The Pew Charitable Trusts called on ONC to address usability and safety challenges by ensuring some usability-related criteria focus on safety. It notes, for example, the 21st Century Cures Act's call for a voluntary certification program for EHRs used with children. In implementing this provision, ONC should look to some of its own recommendations such as requiring input from pediatricians and other end users.
HIMSS and AMDIS recommended creation of a minimum data set that payers, including CMS, would use to identify services delivered during a patient visit and confirm payment decisions. They also suggested creating a sort of roadmap that compliance departments could use to communicate documentation requirements to clinicians.
"In the longer term, HIMSS and AMDIS encourage HHS to think more broadly about how to shift the paradigm from requiring clinicians to submit documentation to payers for coverage and reimbursement decisions to a scenario where health IT tools and approved devices send the structured data elements that payers need to make these decisions directly from an EHR," the groups wrote.
With the shift to value-based care, ONC and CMS should also consider new nontraditional stakeholders and data sources to reduce regulatory burden, HIMSS and AMDIS said. They pointed to the HHS Administration for Children and Families, which has provided feedback to the department on development of standards for data exchange related to social determinants of health.
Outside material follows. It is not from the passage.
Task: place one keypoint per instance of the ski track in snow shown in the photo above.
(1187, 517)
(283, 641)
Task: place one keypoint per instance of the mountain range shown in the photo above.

A number of groups also cited the forthcoming API regulations as critical to reducing burden. In implementing this policy, ONC should ensure APIs permit clinicians to access individual data elements without having to receive the entire patient record, Pew said, adding use of the FHIR standard could enable this goal. Pew also said information coded in a standard format or terminology should be allowed to retain that structure even if it is not widely used, rather than converting it to a "less-usable configuration" like a PDF.
On prior authorization, AHA said HHS should work with clinicians, payers, medical product companies and health IT developers to standardize the process, as well as information required by utilization programs. "All stakeholders also should consider how to reduce the need for prior authorization, particularly as we improve documentation and move to new models of care that put more financial risk on providers," the group wrote.
Commenters also took issue with some of the recommendations on improving health IT usability and the user experience.
For example, AHIMA said that while requiring data in scanned reports to be extracted and indexed could improve retrieval, the cost of accessing and implementing such technologies could be burdensome for small and rural facilities.
AHA slammed ONC's recommendation that providers increase their budgets for health IT training. "While training is clearly essential, and must be funded, usable systems developed according to user-centered design principles should be intuitive and facilitate both rapid onboarding and ease acculturation to changes in the software," the group said.
Several groups said artificial intelligence should be considered as a burden-reduction tool. HIMSS and AMDIS urged HHS to fund a study of to explore how that might be done. Potential use cases include parsing reams of data in a clinical note to extract the nuggets of information most relevant to the patient's case or aiding in diagnosis, the groups said.